Core Architecture · Topic 15 of 21

Indexing & Query Execution

300 XP

Why Indexes Exist

A database table without an index is a heap: an unordered collection of rows. Finding a row requires scanning every row — O(n) cost. With 10 million rows at 100 bytes each = 1GB of data that must be read from disk. At 500MB/s sequential read, that’s 2 seconds for every query.

An index is a separate data structure that maintains a sorted mapping from key values to heap locations. With a B-tree index on the same 10M row table, finding a row costs O(log n) = ~24 comparisons, each hitting a cached B-tree node. The index itself is small enough to fit in the database buffer pool.

Sequential Scan:
  Disk pages: [page1][page2][page3]...[page65536]
  Cost: O(n) — read all pages

B-tree Index Scan:
  Index:      root → [page, key range]
                       └──► internal node
                              └──► leaf node → [heap TID]
  Cost: O(log n) to find leaf + O(k) heap fetches for k matching rows

The crossover point: if a query returns >5-10% of rows, the planner prefers a sequential scan (predictable sequential I/O) over an index scan (random I/O). This is counterintuitive — index scans are not always faster.


B-Tree Index Internals

PostgreSQL (and MySQL InnoDB, SQLite) uses a variant of the B+ tree: all data lives in leaf nodes; internal nodes contain only keys for routing. Leaf nodes are linked in sorted order, enabling efficient range scans.

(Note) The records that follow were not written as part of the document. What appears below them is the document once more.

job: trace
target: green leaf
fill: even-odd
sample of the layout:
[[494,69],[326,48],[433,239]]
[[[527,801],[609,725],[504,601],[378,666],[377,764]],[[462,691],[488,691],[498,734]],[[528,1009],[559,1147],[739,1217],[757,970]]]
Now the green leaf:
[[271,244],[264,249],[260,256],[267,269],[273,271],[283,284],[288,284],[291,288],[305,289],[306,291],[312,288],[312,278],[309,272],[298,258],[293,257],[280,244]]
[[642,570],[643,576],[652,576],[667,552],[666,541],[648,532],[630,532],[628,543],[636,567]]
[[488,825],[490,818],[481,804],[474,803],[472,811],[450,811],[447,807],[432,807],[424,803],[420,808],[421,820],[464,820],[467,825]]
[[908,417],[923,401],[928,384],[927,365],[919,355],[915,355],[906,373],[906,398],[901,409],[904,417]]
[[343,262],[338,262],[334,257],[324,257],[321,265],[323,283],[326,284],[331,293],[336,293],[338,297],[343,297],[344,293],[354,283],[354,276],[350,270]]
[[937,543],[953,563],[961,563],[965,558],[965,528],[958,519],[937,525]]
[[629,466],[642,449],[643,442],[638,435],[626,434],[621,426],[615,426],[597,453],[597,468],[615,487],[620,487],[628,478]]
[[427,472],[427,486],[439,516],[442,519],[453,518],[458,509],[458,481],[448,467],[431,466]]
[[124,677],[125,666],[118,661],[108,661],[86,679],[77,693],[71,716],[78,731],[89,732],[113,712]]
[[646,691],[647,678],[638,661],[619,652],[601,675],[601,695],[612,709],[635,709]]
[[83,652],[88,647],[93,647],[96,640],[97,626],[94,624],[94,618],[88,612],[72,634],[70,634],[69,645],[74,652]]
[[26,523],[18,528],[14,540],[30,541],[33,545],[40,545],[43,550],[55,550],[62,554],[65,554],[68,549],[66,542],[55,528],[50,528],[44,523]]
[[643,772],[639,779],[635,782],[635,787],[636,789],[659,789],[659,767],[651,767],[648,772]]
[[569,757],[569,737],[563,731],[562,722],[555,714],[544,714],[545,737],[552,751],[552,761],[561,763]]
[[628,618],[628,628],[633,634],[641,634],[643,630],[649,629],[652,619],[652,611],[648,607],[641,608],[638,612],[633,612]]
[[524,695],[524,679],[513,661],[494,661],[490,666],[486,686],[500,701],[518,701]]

B+ Tree with order 3 (max 3 keys per node):

Internal:       [15 | 30]
                /    |    \
Leaf:    [5|8|12]  [15|20|25]  [30|40|50]
              ↔         ↔           ↔
         (linked list at leaf level — range scan walks the list)

Properties:

  • Balanced: all leaf nodes at same depth → guaranteed O(log n) worst case
  • Nodes are sized to match a disk page (typically 8KB in PostgreSQL)
  • A page holds ~400 keys at 20 bytes each → log_400(10M) ≈ 3 levels for 10M rows
  • Practical depth: 3-4 levels even for billion-row tables

The left-most prefix rule governs composite index usage. Given CREATE INDEX idx ON orders(customer_id, status, created_at):

Query predicateUses index?Why
WHERE customer_id = 5✅ YesUses first column
WHERE customer_id = 5 AND status = 'pending'✅ YesUses first two columns
WHERE customer_id = 5 AND created_at > '2024-01-01'✅ PartialSkips status, uses customer_id then scans
WHERE status = 'pending'❌ NoSkips first column
WHERE created_at > '2024-01-01'❌ NoSkips first two columns

Composite index key order matters. Put equality predicates first, range predicates last. High-cardinality columns first (reduces the result set faster).

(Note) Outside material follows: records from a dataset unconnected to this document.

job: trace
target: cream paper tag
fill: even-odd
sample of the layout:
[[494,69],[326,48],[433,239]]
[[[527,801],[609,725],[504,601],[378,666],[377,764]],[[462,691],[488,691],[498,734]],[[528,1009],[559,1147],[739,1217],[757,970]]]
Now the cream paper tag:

Covering Indexes and Index-Only Scans

A covering index includes all columns needed by a query — the query can be answered entirely from the index without touching the heap (table rows).

-- Without covering index: index scan + heap fetch for every row
CREATE INDEX idx_orders_user ON orders(user_id);
SELECT user_id, status, total FROM orders WHERE user_id = 42;
-- Plan: Index Scan on idx_orders_user → fetch heap page for each row

-- With covering index: index-only scan
CREATE INDEX idx_orders_user_cover ON orders(user_id) INCLUDE (status, total);
SELECT user_id, status, total FROM orders WHERE user_id = 42;
-- Plan: Index Only Scan on idx_orders_user_cover → no heap access!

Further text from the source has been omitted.